Beer is made by putting water and sugar from malted grain and some yeast in a clean sealed bucket. The yeast eats the sugar, excretes CO2 and alcohol, while multiplying like crazy. At some point the yeast can’t grow any more and it dies off. The brewer separates the beer from the mass of dead yeast and put the beer in a bottle with a pinch of extra sugar to carbonate it.

Lilly has some little tiny critters that eat glucose, replicate and in the process sequence a DNA string that just happens to be insulin (and by ‘just happens’ I mean is very carefully engineered). They start with a teeny amount of these critters, like about an ounce, and end up with 50 tons of glucose water in bunch of (very clean) vats fermenting the little guys. Unlike beer Lilly are after the bugs and filter out the water. They filter, wash, spin and process and end up with less than 50 pounds of insulin crystals. A pinch of those 50 pounds will be mixed with sterile solution to fill a bottle. All told a batch makes around a half billion ‘units’ of insulin.

   Photo courtesy of Lilly

About clean: To see the bottling room, from the other side of glass, the tour had to put on hair nets, smocks, booties and for the facially haired, beard masks. That was to look though said piece of glass into the clean room. The guys in the room (or girls it was not really clear their gender for all the garb they were wearing) apparently spend a half hour dressed up. Nothing human exposed, breathing through respirators they were more suited up that what you see in a bio scare flick. The room was beyond surgically clean and 8 vials at a time filled as they looked on. Eight at a time, all day, to the tune of more than a million vials week.

So let review: Like beer insulin is fermented filtered processed and bottled. Like brewing beer sterilization really matters. Unlike beer the process of insulin is not so easy you can do it in the kitchen.

My friends Scott and Scott have posts about the tour that dose not involve beer
here:  and

But for those still with me here is a handy graphic to help with my comparison.

Lilly Diabetes invited and paid for me to attend the 2013 summit. Airfare, lodging, food and transportation was all covered by Lilly.
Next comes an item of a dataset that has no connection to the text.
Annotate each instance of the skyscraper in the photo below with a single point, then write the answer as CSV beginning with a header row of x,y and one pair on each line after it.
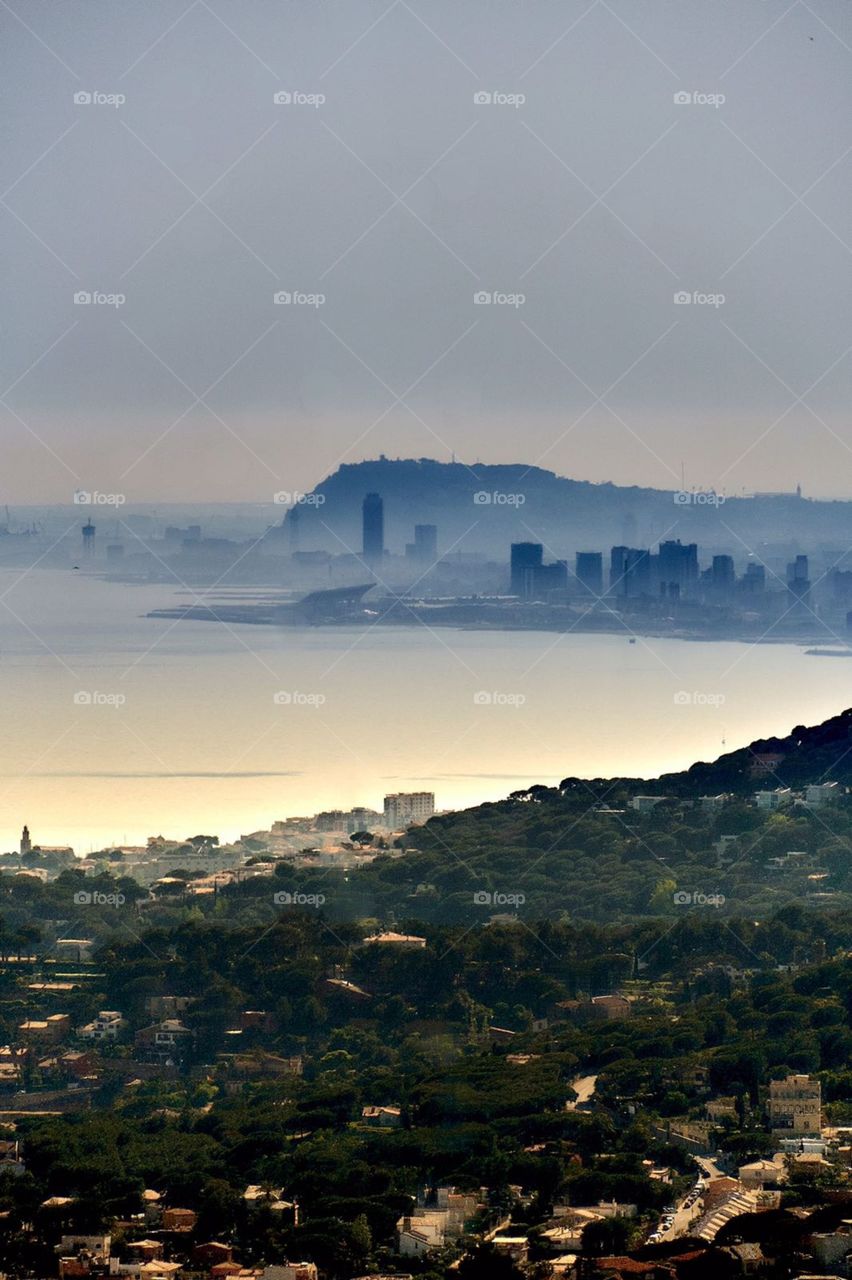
x,y
589,571
372,522
525,561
They did not ask me to write about my experience. My comments are my own.  I did check the numbers in the info graphic with them. 


  1. Holy infographic Batman! :-)


  2. And yet more reasons in the long list of why I adore you:
    - I used to brew beer. Damn good at it, too.
    - One of my favorite alcoholic beverages when I lived in Europe was gueuze. (Yep. Lambic.) Delicious. (My other is Grottenbier. Someday.)
    - You used the coolest infographic I've ever seen.
    - I now understand how my insulin is manufactured and have a better understanding of why it's so expensive. All those hairnets and beardnets.

  3. This is fantastic! Thoroughly enjoyed this post :)

  4. ahh...

    I need to try some of your home brew Christel and you may as well bring enough for Shara too. You two would be dangerous together and I mean that in the very best way.

  5. Love that diagram! Thanks for sharing what you've learned.